# Looking for fixture that shoots a square beam of light



## catwoman (Mar 26, 2014)

Hi, I'm an interior designer with an odd need, but I have reason to believe it exists. Just hard to find!

I would like to install three square ceiling lights (don't care if they are hi hats, surface-mounted, or even track lighting) that will shoot a square beam of light onto a pool table, thus lighting every pocket but with no spillover. I imagine the three beams to overlap to create the rectangle of light needed.

I have specified a lot of lighting in my career, and have called in experts when the job demanded it. During my time in school, I took some lighting courses, and have built my own fixtures and a light table. That's just for background. The reason I believe something like this must exist comes from one of my books on lighting design -- it said, if I remember correctly, that there are ceiling fixtures that light pictures in frames, and they either have baffles of some kind (like barn doors on theatrical spots) or some other means of adjusting the perimeter of the beam so that it illuminates only what is in the frame -- in short, it produces a rectangle of light.

Has anyone heard of such a fixture, or have any idea where I could go or who I could consult about this?

Thanks in advance!

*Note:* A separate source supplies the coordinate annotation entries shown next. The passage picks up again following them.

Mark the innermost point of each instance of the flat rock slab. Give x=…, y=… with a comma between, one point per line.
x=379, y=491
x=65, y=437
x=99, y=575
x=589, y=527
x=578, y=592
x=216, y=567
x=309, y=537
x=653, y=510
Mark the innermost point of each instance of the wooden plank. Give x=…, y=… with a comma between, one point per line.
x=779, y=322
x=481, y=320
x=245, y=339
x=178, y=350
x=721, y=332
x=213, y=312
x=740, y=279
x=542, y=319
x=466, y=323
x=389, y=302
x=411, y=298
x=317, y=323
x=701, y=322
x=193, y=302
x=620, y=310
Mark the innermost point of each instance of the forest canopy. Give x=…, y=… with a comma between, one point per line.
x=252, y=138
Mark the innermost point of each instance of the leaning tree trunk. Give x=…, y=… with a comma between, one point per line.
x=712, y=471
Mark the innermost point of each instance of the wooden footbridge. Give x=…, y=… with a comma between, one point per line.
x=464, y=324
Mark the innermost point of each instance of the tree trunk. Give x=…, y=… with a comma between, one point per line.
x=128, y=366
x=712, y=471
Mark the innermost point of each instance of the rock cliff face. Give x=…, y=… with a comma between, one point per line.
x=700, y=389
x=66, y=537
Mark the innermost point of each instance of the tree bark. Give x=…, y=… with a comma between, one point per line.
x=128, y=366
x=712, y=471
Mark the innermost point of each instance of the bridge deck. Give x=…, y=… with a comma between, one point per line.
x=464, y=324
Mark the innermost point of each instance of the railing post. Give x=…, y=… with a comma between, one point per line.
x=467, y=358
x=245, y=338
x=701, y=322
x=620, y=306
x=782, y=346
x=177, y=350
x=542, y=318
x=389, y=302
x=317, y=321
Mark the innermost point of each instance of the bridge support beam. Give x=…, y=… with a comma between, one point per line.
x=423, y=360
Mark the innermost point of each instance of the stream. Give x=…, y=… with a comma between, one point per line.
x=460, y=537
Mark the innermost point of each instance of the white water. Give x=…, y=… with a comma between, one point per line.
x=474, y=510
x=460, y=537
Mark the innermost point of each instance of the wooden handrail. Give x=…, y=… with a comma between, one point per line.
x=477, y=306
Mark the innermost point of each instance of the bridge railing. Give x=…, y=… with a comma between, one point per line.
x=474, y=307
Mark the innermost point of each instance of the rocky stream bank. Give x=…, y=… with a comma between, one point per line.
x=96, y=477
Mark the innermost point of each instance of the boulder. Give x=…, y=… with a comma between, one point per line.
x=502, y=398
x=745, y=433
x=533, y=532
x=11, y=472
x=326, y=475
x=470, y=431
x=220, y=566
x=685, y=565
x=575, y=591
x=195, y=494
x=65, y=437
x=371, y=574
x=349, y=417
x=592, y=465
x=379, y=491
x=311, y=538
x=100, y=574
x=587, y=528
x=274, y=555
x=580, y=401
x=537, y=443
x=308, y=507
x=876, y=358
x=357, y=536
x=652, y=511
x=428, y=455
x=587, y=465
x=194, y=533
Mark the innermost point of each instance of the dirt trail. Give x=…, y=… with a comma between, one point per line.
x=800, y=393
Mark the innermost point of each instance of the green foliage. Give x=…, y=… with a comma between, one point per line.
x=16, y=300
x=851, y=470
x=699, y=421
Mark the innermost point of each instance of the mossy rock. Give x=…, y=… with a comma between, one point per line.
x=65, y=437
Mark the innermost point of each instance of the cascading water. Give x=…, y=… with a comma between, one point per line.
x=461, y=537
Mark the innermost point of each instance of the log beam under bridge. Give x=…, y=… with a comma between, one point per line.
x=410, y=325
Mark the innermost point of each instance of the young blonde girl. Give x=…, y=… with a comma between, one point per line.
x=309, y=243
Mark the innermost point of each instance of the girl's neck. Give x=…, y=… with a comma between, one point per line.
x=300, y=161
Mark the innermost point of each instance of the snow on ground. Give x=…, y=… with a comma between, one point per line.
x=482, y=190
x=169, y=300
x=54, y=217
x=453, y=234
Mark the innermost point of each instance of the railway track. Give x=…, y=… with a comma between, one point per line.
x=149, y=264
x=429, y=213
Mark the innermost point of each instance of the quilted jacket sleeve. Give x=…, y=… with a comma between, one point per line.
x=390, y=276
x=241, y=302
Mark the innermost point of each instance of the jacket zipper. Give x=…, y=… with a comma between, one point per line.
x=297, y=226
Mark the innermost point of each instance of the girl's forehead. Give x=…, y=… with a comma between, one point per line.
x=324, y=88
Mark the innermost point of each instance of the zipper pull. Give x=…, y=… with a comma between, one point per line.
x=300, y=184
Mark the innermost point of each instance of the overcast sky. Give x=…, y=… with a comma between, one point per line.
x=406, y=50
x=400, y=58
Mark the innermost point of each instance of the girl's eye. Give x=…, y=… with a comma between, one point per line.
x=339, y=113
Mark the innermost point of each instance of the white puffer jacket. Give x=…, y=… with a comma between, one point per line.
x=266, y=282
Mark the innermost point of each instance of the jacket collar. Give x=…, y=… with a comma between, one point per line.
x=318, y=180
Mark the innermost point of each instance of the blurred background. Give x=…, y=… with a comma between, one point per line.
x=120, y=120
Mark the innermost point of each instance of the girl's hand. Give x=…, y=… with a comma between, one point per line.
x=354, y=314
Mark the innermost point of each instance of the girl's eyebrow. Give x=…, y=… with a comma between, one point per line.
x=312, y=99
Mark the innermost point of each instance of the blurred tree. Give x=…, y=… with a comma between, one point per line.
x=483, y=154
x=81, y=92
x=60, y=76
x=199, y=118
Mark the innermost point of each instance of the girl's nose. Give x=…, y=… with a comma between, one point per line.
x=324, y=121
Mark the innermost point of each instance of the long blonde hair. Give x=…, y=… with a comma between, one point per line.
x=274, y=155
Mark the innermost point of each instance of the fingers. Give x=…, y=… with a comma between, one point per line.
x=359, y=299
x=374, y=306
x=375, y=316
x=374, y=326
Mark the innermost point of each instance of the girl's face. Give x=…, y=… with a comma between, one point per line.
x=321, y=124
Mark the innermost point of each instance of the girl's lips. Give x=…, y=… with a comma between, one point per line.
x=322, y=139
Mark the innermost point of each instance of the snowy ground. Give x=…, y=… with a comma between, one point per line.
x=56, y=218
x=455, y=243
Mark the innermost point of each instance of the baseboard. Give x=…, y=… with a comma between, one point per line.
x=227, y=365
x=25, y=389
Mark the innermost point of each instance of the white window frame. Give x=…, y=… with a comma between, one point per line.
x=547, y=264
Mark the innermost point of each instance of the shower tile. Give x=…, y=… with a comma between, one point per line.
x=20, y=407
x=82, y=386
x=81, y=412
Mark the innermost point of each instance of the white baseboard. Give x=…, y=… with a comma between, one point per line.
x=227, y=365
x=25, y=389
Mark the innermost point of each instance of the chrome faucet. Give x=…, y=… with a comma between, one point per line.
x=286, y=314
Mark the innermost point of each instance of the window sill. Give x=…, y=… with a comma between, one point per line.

Any input is most appreciated.


----------



## HARRY304E (Sep 15, 2010)

catwoman said:


> Hi, I'm an interior designer with an odd need, but I have reason to believe it exists. Just hard to find!
> 
> I would like to install three square ceiling lights (don't care if they are hi hats, surface-mounted, or even track lighting) that will shoot a square beam of light onto a pool table, thus lighting every pocket but with no spillover. I imagine the three beams to overlap to create the rectangle of light needed.
> 
> ...


Hello

Welcome to ET:thumbsup:

There is no need to start more threads.


----------



## guest (Feb 21, 2009)

Catwoman, this forum is for professional electricians and related tradespersons, so I am closing this thread. 

Please Google search "lighting fixtures with square spot patterns" to find what you are looking for.


----------